Single by Lesley Gore

from the album Lesley Gore Sings of Mixed-Up Hearts
- B-side: "You've Come Back" (from Girl Talk)
- Released: November 1963 (album) May 1965 (single)
- Recorded: May 1963
- Studio: A&R Recording, New York City
- Genre: Sunshine pop
- Length: 1:37
- Label: Mercury
- Songwriters: Marvin Hamlisch, Howard Liebling
- Producer: Quincy Jones

Lesley Gore singles chronology
| "All of My Life" (1965) | "Sunshine, Lollipops and Rainbows" (1963) | "My Town, My Guy and Me" (1965) |

= Sunshine, Lollipops and Rainbows =

1965 single by Lesley Gore

"Sunshine, Lollipops and Rainbows" is a popular song sung by Lesley Gore. It was originally released on Gore's 1963 album Lesley Gore Sings of Mixed-Up Hearts. It was composed by Marvin Hamlisch and Howard Liebling, arranged by Claus Ogerman, and produced by Quincy Jones.

==Background==
The single was released in conjunction with Gore's performance of the song in the 1965 film Ski Party.

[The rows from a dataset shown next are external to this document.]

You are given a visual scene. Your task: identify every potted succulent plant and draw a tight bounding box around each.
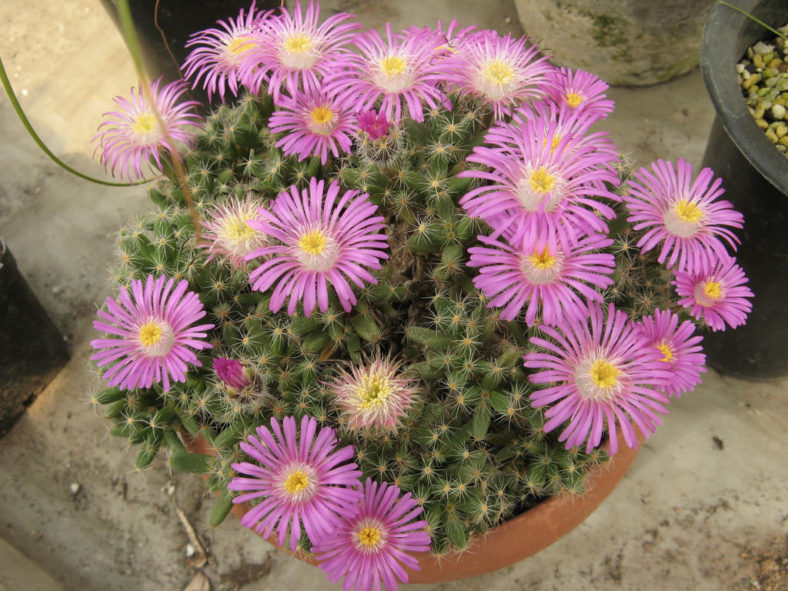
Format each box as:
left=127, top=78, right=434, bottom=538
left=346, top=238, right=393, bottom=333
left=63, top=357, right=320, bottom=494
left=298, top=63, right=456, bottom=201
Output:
left=699, top=0, right=788, bottom=379
left=84, top=2, right=753, bottom=589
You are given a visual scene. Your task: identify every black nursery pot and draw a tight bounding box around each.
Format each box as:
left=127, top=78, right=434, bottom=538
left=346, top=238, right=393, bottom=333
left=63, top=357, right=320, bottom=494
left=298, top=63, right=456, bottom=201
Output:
left=0, top=239, right=70, bottom=437
left=700, top=0, right=788, bottom=380
left=99, top=0, right=281, bottom=106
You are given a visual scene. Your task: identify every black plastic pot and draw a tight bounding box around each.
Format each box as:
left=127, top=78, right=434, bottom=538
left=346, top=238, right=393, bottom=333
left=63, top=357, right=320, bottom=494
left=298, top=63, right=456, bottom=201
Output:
left=0, top=239, right=70, bottom=437
left=99, top=0, right=281, bottom=106
left=699, top=0, right=788, bottom=380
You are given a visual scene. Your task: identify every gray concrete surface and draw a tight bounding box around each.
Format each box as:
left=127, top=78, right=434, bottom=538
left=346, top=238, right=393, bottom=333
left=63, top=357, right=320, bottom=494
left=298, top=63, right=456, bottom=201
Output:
left=1, top=1, right=786, bottom=591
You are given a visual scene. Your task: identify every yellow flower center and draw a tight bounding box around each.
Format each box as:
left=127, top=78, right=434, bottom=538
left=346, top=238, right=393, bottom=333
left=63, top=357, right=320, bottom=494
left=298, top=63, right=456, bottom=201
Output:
left=356, top=374, right=393, bottom=410
left=226, top=35, right=254, bottom=55
left=704, top=281, right=722, bottom=300
left=565, top=92, right=584, bottom=107
left=358, top=526, right=383, bottom=548
left=590, top=359, right=620, bottom=389
left=283, top=33, right=313, bottom=54
left=225, top=216, right=257, bottom=242
left=657, top=343, right=674, bottom=363
left=310, top=105, right=334, bottom=125
left=298, top=229, right=327, bottom=255
left=380, top=55, right=407, bottom=77
left=674, top=199, right=704, bottom=223
left=482, top=60, right=515, bottom=85
left=139, top=321, right=162, bottom=346
left=529, top=167, right=556, bottom=194
left=284, top=470, right=311, bottom=494
left=132, top=112, right=157, bottom=134
left=528, top=246, right=557, bottom=270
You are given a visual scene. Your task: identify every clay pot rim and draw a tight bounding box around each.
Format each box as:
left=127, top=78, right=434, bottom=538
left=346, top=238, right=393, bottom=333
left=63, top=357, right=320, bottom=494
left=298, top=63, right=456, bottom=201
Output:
left=185, top=429, right=639, bottom=583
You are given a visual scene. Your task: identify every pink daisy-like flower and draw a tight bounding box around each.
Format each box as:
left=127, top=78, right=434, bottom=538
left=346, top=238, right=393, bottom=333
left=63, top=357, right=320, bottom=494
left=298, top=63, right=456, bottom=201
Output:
left=228, top=416, right=363, bottom=551
left=623, top=158, right=744, bottom=273
left=324, top=23, right=450, bottom=123
left=524, top=303, right=672, bottom=454
left=238, top=0, right=361, bottom=101
left=673, top=255, right=753, bottom=331
left=200, top=195, right=268, bottom=267
left=444, top=30, right=552, bottom=120
left=93, top=78, right=201, bottom=181
left=91, top=274, right=213, bottom=391
left=245, top=178, right=389, bottom=316
left=214, top=357, right=253, bottom=391
left=182, top=2, right=273, bottom=102
left=401, top=19, right=477, bottom=61
left=468, top=228, right=615, bottom=325
left=544, top=67, right=615, bottom=121
left=636, top=309, right=706, bottom=397
left=268, top=87, right=355, bottom=164
left=312, top=478, right=431, bottom=591
left=458, top=110, right=619, bottom=242
left=327, top=355, right=417, bottom=433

Billboard described the single as "back on the happy rhythm trail, Lesley comes up with a winner in this summertime rouser." Cash Box described it as "an engaging lovey-dovey, a perfect way for teeners to get in the summertime spirit."

The 1965 single version was sped up compared to the original album recording.

==Personnel==
- Lesley Gore – vocals

==Chart performance==
The song peaked at No. 13 on the Billboard Hot 100.